Cette année 2019 s’ouvre avec la publication des Carnets de Goliarda Sapienza, dont des extraits ont été diffusés ici même au début du mois de décembre dernier et qui sont le produit d’une sélection opérée parmi quelques 8 000 pages de notes écrites entre 1976 et 1996. Cette publication marque une nouvelle étape du patient travail d’édition d’une œuvre vaste et riche, sauvée par les soins d’Angelo Pellegrino. Largement ignorés de son vivant malgré quelques succès tels que L’Université de Rebibbia, ces écrits ont refait surface au tournant des années 2000 grâce à la ténacité de celui qui a partagé les vingt dernières années de sa vie.
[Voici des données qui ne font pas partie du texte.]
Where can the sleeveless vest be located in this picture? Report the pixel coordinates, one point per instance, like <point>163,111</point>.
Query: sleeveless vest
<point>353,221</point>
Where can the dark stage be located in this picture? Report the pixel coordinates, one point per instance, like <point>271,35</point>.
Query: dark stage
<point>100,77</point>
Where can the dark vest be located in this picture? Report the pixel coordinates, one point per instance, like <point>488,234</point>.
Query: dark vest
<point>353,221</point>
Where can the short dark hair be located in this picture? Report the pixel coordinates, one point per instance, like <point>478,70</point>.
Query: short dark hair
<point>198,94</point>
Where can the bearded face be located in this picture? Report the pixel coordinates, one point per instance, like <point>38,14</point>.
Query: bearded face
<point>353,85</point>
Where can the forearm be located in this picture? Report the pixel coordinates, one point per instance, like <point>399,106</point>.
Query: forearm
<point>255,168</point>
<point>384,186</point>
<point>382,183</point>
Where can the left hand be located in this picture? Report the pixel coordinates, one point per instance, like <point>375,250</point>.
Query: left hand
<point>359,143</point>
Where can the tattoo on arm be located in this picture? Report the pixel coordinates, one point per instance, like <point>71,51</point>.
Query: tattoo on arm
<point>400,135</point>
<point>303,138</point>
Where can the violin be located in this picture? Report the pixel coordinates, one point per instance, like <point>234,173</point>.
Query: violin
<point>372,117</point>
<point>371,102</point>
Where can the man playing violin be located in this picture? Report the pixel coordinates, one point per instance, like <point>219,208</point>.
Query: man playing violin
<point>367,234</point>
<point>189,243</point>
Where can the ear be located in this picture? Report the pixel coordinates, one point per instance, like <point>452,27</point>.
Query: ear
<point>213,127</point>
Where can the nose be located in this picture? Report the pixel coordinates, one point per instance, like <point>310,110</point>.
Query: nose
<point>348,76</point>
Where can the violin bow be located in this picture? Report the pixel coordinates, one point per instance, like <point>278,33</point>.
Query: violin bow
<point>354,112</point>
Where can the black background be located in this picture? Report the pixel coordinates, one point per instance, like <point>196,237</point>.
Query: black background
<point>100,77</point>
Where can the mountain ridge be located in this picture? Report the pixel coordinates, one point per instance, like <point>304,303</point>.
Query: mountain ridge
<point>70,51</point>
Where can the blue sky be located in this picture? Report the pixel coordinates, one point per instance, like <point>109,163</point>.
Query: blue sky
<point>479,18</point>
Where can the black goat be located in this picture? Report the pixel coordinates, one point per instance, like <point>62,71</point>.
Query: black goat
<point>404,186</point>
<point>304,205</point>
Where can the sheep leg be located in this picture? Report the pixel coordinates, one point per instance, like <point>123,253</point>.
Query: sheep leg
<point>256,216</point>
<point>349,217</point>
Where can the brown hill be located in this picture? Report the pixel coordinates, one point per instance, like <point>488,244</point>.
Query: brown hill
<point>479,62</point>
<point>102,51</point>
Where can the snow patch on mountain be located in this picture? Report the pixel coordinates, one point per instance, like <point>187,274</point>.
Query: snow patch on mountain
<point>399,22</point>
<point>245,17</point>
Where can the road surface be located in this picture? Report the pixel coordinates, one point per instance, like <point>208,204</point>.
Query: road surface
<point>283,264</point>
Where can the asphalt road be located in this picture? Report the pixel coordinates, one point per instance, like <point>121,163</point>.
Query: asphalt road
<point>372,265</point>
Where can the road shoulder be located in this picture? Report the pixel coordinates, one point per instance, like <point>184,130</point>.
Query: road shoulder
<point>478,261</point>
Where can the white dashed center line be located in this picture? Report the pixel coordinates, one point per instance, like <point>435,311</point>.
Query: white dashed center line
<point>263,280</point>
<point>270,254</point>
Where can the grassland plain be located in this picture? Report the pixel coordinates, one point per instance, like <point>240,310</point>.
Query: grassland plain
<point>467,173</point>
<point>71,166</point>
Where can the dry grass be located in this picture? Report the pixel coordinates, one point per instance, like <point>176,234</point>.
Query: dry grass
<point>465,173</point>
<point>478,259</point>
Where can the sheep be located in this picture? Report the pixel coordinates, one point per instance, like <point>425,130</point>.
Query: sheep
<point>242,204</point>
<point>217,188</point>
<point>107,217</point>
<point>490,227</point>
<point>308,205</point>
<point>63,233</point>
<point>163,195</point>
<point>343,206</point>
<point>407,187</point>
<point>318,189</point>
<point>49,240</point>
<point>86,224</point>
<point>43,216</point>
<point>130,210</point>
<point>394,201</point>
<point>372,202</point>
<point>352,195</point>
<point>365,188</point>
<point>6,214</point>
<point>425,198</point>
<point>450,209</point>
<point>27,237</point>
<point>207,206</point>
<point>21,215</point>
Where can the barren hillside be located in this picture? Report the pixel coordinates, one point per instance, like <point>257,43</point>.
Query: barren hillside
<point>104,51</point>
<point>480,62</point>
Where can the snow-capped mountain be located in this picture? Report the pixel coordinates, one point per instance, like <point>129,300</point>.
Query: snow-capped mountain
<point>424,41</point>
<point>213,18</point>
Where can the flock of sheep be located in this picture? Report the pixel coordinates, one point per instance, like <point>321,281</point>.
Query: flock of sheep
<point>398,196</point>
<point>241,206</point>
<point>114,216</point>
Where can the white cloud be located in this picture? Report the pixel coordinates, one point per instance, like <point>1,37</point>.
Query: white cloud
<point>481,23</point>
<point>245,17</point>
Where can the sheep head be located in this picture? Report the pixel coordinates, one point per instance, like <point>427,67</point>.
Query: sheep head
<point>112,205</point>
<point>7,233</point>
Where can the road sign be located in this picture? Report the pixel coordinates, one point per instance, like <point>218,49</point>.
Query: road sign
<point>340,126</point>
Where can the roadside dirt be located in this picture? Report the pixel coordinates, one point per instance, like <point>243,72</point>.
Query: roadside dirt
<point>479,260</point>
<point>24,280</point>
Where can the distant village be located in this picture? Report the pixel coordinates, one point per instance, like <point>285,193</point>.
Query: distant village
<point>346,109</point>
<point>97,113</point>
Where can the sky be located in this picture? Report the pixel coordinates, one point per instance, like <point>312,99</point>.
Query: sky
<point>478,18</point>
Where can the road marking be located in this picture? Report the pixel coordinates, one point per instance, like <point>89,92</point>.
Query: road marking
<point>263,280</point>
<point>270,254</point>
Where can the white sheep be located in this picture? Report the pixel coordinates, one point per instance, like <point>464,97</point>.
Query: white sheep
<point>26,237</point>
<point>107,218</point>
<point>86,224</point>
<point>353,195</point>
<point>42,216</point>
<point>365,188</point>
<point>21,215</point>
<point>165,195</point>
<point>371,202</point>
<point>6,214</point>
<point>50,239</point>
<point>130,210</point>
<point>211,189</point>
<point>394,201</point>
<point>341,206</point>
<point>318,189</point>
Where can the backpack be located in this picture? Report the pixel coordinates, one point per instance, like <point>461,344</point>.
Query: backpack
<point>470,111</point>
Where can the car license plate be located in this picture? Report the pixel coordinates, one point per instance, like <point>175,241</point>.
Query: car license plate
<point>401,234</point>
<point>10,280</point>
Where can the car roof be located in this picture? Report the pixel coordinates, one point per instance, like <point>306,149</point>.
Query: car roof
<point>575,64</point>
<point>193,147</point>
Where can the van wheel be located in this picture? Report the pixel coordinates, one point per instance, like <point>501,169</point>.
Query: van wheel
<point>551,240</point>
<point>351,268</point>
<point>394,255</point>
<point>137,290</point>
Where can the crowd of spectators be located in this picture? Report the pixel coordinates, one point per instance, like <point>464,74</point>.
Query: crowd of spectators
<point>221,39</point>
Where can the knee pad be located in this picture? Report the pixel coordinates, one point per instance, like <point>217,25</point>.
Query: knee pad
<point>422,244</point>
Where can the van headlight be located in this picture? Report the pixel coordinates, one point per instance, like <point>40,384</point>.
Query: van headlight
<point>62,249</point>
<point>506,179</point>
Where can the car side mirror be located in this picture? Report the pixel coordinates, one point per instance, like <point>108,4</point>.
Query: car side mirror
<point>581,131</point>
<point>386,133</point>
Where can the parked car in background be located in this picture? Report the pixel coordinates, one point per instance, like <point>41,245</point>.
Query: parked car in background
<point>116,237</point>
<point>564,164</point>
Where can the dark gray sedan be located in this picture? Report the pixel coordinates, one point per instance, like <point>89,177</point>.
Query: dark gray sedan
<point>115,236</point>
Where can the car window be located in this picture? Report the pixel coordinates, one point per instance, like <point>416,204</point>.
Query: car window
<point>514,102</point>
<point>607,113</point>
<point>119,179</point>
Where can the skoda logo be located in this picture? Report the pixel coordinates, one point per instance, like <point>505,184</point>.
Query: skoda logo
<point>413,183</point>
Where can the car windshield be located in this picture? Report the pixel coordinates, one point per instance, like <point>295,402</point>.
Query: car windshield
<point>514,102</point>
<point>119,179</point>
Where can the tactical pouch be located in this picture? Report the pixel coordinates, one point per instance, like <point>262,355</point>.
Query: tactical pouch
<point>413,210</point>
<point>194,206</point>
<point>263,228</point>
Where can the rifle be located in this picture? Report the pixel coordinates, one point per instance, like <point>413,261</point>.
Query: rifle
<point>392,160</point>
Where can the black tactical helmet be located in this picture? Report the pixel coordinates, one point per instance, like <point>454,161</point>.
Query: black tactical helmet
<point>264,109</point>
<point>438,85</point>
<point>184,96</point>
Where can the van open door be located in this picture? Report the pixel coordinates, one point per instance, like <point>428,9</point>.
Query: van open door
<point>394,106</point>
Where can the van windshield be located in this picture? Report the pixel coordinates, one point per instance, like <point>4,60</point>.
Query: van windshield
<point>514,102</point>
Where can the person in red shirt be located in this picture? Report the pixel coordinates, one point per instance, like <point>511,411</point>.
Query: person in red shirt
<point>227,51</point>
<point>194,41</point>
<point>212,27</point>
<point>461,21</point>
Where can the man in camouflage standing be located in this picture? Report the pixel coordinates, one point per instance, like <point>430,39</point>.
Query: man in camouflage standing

En France, la traduction d’orfèvre de Nathalie Castagné et le soutien de l’éditrice Viviane Hamy ont permis à L’Art de la joie, magnum opus auquel l’écrivaine a été « rivée » de 1967 à 1976, de rencontrer enfin – après avoir été ignoré en Italie – un succès digne de la profondeur de cette œuvre essentielle, charnelle et solaire. C’est désormais Le Tripode qui s’emploie à publier ses œuvres complètes, auxquelles viennent aujourd’hui s’ajouter ces Carnets dont l’éditeur insiste à juste titre sur leur complémentarité avec le récit central d’une œuvre intensément vivante.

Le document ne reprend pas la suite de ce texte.